Basilique de Vézelay... et la lumière fut

Publié le par Biou Sphere

Vezelay est un petit village sur une colline mais plus que ses charmantes maisonettes fleuries en temps d'été, elle est le lieu de prédilection de Pegase.
Notre "camp de base" est un hôtel bien situé, en contrebas de la colline. De nombreux visiteurs, attirés par la dénomination de patrimoine de l'humanité, ont aussi voulu la voir. De loin, la basilique nous domine et de près elle paraît si petite. 
En rentrant à l'intérieur, la lumière m'envahit toute entière depuis l'abside. Par les vitraux c'est un flot ininterrompu et je suis heureuse d'être là le jour du solstice d'été. 

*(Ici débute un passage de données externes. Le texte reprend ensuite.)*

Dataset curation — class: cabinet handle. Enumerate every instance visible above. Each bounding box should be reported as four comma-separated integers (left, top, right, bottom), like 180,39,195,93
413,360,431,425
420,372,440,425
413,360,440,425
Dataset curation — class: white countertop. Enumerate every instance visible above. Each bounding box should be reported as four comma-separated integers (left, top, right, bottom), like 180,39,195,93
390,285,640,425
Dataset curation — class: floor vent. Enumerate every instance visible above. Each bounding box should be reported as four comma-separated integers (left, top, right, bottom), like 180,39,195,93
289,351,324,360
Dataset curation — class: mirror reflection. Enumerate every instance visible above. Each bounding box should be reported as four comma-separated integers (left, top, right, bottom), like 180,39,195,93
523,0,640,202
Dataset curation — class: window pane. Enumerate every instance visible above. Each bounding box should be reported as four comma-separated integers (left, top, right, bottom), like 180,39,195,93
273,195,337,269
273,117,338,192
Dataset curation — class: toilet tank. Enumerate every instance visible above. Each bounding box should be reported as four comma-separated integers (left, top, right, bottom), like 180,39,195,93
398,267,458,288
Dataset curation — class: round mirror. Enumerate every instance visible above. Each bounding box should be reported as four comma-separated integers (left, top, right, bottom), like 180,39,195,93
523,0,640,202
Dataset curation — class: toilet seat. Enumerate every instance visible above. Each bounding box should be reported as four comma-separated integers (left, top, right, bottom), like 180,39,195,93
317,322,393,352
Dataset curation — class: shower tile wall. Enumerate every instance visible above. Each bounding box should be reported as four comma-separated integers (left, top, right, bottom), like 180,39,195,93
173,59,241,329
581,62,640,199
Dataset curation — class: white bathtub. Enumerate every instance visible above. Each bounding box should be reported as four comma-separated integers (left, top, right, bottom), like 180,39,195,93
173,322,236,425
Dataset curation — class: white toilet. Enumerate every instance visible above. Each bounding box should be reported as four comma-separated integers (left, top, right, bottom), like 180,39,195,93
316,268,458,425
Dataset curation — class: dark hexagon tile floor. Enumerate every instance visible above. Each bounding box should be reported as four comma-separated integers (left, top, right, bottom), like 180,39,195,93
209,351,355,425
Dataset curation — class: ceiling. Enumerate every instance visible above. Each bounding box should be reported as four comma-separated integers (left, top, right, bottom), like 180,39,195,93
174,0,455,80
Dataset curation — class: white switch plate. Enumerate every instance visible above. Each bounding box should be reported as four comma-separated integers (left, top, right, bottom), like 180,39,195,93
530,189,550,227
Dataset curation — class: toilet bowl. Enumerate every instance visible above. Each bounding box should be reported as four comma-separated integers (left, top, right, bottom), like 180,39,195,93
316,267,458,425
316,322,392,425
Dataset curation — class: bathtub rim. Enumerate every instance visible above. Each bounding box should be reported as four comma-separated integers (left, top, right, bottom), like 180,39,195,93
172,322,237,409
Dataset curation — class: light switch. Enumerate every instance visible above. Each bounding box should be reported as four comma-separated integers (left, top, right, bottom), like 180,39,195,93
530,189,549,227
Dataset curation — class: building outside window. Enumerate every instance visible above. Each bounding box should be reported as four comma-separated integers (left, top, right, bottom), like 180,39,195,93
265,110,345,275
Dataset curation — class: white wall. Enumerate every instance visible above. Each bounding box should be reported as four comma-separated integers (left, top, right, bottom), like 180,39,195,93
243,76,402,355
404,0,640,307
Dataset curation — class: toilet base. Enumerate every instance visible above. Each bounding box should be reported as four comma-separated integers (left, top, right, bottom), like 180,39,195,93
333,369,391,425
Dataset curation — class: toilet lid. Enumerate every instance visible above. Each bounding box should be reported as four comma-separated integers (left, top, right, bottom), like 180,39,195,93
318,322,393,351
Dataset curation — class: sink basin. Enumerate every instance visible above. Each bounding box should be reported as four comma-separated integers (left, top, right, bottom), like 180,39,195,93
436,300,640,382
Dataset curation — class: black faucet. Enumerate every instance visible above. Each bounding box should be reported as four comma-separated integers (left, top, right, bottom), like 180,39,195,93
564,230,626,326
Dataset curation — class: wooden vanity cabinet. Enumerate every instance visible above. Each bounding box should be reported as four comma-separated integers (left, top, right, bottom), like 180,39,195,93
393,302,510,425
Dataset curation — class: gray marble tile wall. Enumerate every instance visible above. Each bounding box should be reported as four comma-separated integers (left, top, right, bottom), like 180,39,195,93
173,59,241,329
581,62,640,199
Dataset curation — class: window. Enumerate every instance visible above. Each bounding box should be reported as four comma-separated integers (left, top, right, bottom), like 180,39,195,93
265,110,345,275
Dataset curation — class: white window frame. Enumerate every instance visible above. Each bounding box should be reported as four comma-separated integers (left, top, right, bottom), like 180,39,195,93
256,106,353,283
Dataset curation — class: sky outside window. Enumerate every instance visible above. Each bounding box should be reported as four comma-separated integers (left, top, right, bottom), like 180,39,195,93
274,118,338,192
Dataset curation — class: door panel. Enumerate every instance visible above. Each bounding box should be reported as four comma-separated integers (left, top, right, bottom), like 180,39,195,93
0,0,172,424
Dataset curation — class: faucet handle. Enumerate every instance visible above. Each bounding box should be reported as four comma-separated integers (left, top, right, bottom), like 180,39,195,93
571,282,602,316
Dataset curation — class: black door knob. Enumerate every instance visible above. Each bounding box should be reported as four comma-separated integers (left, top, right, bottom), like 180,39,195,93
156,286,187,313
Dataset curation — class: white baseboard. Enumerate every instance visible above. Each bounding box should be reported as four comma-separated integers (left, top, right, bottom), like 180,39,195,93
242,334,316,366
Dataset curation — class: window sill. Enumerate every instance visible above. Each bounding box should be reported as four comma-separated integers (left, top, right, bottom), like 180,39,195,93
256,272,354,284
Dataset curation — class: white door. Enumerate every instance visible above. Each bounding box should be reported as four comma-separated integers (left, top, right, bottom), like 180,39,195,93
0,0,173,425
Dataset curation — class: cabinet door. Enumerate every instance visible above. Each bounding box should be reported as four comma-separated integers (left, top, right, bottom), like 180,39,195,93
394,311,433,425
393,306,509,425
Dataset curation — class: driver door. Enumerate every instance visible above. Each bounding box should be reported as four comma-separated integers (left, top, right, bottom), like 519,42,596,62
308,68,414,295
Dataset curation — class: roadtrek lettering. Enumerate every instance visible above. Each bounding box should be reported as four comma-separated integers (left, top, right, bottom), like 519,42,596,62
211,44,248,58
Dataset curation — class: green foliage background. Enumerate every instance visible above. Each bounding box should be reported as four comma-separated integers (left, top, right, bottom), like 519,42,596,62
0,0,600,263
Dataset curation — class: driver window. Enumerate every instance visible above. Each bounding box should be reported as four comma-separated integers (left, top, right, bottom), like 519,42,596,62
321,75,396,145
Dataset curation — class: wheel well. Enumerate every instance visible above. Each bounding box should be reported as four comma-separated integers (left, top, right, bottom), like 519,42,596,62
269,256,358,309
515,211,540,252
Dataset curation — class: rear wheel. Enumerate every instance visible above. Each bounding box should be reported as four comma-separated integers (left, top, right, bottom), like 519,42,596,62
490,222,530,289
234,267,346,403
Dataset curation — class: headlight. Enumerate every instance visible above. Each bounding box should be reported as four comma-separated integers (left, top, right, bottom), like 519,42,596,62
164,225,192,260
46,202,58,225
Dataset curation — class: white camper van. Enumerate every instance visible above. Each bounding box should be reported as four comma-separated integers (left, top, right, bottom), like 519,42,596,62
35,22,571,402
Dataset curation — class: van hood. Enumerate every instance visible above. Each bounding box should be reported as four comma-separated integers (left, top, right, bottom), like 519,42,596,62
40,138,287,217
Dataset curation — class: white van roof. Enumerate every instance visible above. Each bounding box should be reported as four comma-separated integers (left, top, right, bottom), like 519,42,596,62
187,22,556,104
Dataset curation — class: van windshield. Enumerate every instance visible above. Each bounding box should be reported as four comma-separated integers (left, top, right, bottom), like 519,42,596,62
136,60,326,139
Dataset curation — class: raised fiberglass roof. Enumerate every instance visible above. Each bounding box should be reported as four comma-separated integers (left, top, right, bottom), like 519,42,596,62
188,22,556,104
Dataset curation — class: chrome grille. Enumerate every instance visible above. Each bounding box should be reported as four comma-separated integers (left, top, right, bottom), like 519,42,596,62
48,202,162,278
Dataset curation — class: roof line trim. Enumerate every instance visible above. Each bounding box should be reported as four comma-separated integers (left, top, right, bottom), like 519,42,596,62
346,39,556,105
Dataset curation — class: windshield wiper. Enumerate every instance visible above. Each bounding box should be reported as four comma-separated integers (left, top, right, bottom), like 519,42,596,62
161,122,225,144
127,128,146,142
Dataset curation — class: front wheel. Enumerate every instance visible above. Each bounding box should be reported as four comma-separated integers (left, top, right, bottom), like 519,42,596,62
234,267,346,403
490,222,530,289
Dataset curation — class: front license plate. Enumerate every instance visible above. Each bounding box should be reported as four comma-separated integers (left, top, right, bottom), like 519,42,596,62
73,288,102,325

Je suis Pegase et nous faisons le tour de l'édifice, marchant doctement. Nos pas résonnent, réguliers, ils épousent parfois ceux de nos amis visiteurs.
 Dans la crypte, ce sont des processions et des processions de visiteurs qui se glissent et s'engoufrent dans cette petite ouverture, descendent les petites marches de pierre, en traversent la largeur dans la pénombre, croisant au passage les reliques de Marie-Madeleine, ils remontent par l'autre côté et disparaissent à jamais.
Parfois, des pèlerins viennent prier, dechaussés, devant ses reliques. Un bruit sourd émane des colonnes de pierre, le calme n'est qu'apparent. Le grondement des croyances sourd sous nos pieds. Intimidée je m'asseois sur l'un des banc puis me tais. 
Nous revenons l'après midi dans la crypte. J'ose m'avancer vers la colonne de pierre d'où émane une source d'énergie au point que vous en avez mal au crâne. Pourquoi elle énergie existe t-il et pourquoi dans ce lieu saint où j'imagine venir des croisés, épées, capes et croix et des pélerins qui priaient dieu avant de partir vers l'occident, vers compostelle, leur foi etait grande, et la mienne me semble vacillante en comparaison. 
Assis sur des bancs avec le bruit derrière nous, des pas des visiteurs, qui défilent en procession, nous observons et meditons sur ce lieu dont les secrets n'interpellent que de rares curieux.Les visiteurs semblent venus en routine pour "venir", mais il se sont à peine arrêtés pour beaucoup, ils ont a peine écouté les vibrations des lieux. 
Trois heures de l'après midi, une femme se promène autour de ma colonne, pendule en main, accompagnée d'un homme qui ressemble à un chercheur. Nous cherchons des phénomènes telluriques, semblent ils nous dire. Nous nous regardons, dubitatifs.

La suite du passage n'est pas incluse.